First, A Song For The Money Going To Citigroup and Everyone Else
I want to open this post with a throwback to 1932, when people who had gotten used to the working life, were suddenly relegated to standing in breadlines for food. Written by E.Y. Harburg during the Great Depression, the title reminds me of what is currently going on in the financial markets. The song is "Brother, Can You Spare A Dime", and here are a few of the lyrics:
They used to tell me I was building a dream And so I followed the mob.When there was earth to plow or guns to bear,I was always there, right on the job.They used to tell me I was building a dream With peace and glory ahead --Why should I be standing in line, just waiting for bread?
Once I built a railroad, I made it run,Made it race against time.Once I built a railroad, now it's done --Brother, can you spare a dime?
Once I built a tower, up to the sun,brick and rivet and lime.Once I built a tower, now it's done --Brother, can you spare a dime?
Citigroup Center: This Is Now The People's House
What do you think? Should we put our new house on the market? Should we throw the current tenants out and put new ones in? Just another decision to be made because we now have a stake in yet another public company.
The U.S. government will be guaranteeing $300 billion in Citi's toxic commercial and residential real estate assets with strings that have yet to be fully determined attached.

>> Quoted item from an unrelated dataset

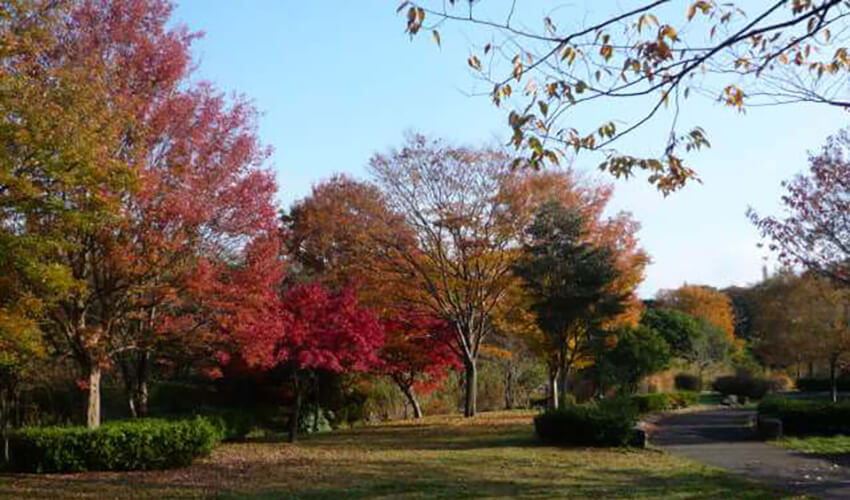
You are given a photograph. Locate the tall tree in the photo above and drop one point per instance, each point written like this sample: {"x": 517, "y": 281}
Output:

They are also providing them with $20 billion of TARP funds with Citi giving preferred stock in exchange with an 8% coupon. This is on top of the $25 billion that was originally provided from the TARP. They will also provide warrants for common with an exercise price around $10 good for 10 years. Just more of the same old same old type of deal that has been provided to financial institutions before. A run on Citi which could have been in the cards has probably been avoided.
Darn Those Short Sellers
In yet another attempt to look for a scapegoat for the problem, once again the short sellers have been pointed to as one of the sources for the problems that caused Citigroup stock to fall as low as $3.05 on Friday (is short covering the reason the stock, which some say may be worthless is trading up to $6?). That the failure of management, corporate greed, lax oversight of the banks operations, government complicity and other factors are a minimal factor.
There is no question that some of the basic rules of short selling that have been taken away have made it far to easy to lean on a stock (re: SEC Chairman Christopher Cox). Two of the major rules are the uptick rule and the process of having to actually borrow the stock before shorting it. With neither of these in place, I can tell you from experience, shorting stock becomes a breeze.
There are also large institutions that apparently have the ability through the use of credit default swaps to substantially weaken a target company. I provide a Wikipedia definition of a CDS below, but that is not really the point.
The point is that the failings of the underlying companies are typically to blame for the fact that they find themselves in the position that they are in now. If they had run their company's in the way that some of the unscathed institutions did, the toxic assets that are on the books would not be there. Short sellers did not put them there. The company's did. Are some large institutions perhaps complicit in the speed with which the situation has developed. Perhaps. But let's put blame where blame belongs.
The federal government for providing the rules and liquidity, and the corporations involved for taking advantage of it and for not having any of the management or compliance oversight to keep it under control.
Credit Default Swaps
This is how Wikipedia describes a Credit Default Swap:
A credit default swap (CDS) is a credit derivative contract between two counterparties, whereby the “buyer” makes periodic payments to the “seller” in exchange for the right to a payoff if there is a default or credit event in respect of a third party or “reference entity”.
In the event of default in the reference entity:
the buyer typically delivers the defaulted asset to the seller for a payment of the par value. This is known as “physical settlement”.
Or the seller pays the buyer the difference between the par value and the market price of a specified debt obligation. This is known as “cash settlement”.
While little known to most individual investors, credit default swaps are commonly used contracts to insure against the default of financial instruments such as bonds and corporate debt. But they also are bought and sold as bets against bond defaults — a buyer doesn’t necessarily have to own a bond to buy the credit default swap that insures it.
Banks and other institutions have used credit default swaps to cover the risk of default in mortgage and other debt securities they hold.